Update on activities of Karma Thinley Rinpoche


Venerable Karma Thinley Rinpoche arrived in his nunnery, Tegchen Legshey Ling in Nepal at the end of April, and after staying there for several weeks he once again undertook the long journey to his homeland, Nangchen in Kham, in eastern Tibet.


Fortunately, improvements in infrastructure within China meant that this year Rinpoche could avoid the usual 700-kilometer road journey from the city of Xiningto Jyekundo, and made the journey instead by air, finally covering the last 200 kilometres by road to Sharda, which is the capital of NangchenCounty. Rinpoche stayed at his temple, Tegchen Chokor Ling, which is located in Sharda. Rinpoche’s two and a half month stay in Tegchen Chokor Ling corresponded to the height of the Nangchen summer, which meant he could enjoy warm days and cool nights, with light snow falling only once on the local mountain tops. This year there had been particularly heavy rain in the spring, which meant the grasslands and mountains of Nangchen were especially green and full of flowers. Many of Rinpoche’s relatives and old family friends who came to visit him are still nomadic, and they brought fresh yoghurt, cheese, milk and butter as offerings. The yoghurt has a thick layer of yellow cream on top, and Rinpoche says when the yaks eat flowers all day the yoghurt is even more delicious!


Karma Thinley Rinpoche’s uncle, Namkai Dorje, who lived for many years at Tegchen Legshey Ling in Nepalbefore he passed away several years ago, was the head of the ancient noble clan called Bongsar. Two years ago Namkai Dorje’s daughter Tsodi visited Nangchen and instigated a plan to construct a large stupa at the site of the Bongsar palace, which was located in the vast high grasslands called Drongsho, much of which used to belong to the Bongsar estates until 1959. This year the plans came to fruition, with a large group of Bongsar clan members pooling resources and organising the construction of the magnificent stupa, which was completed at the end of August. Two senior members of the clan stayed at the site and supervised the project, and a group of monks from the famous Bamram Kagyu monastery called Chodrak Gompa, experts in stupa construction, lived at the site for 2 months during the construction. The monks prepared all the special prayers, mantras and other materials that were to be placed inside the stupa; these include the large central ‘tsog shing’ which is the wooden central spine, and the many ‘tsa tsa’, which are small moulded stupas made from earth mixed with precious materials. Many ‘yang’ (prosperity) objects are also placed inside, such as grains, precious stones, medicines, coins etc, with the purpose of increasing prosperity and harvests in the area.
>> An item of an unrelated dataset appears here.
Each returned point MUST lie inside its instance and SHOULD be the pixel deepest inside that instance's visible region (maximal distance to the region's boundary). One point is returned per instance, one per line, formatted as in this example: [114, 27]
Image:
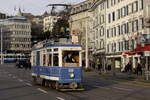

Even though the road to Drongsho is quite long and arduous, Rinpoche managed to make the journey up to the high Bongsar grasslands to visit the site of the stupa under construction. He was received by his relatives there and requested to bless the stupa and all the materials to be placed inside. The location of the stupa is also Rinpoche’s own birth-place, so he was very happy to be able to arrive there and to see such a wonderful representation of the indestructible nature of Buddha-mind being built there. The weather was perfect so Rinpoche also got to see all the familiar mountains and valleys, rivers and plains of his youth in all their summer glory.


To complete the construction of the stupa, a statue of Sakyamuni Buddha was placed in the niche, which is surrounded by a beautiful copper decorative ‘pata’. The golden ‘choskor choksum’ – the 13 Dharma wheels representing the path to enlightenment, was placed on top and it was completed with a copper umbrella canopy, above which is a moon, sun and wish-fulfilling jewel.


By the time Rinpoche and Kunga were ready to leave Nangchen at the end of August, the weather was cooler and snow was appearing in the high ridges. All the summer flowers were fading, and only the beautiful deep blue autumn gentians were carpeting the high plateaus and passes. They are now safely returned to Tegchen Legshey Ling near the great stupa of Boudhanath, Nepal.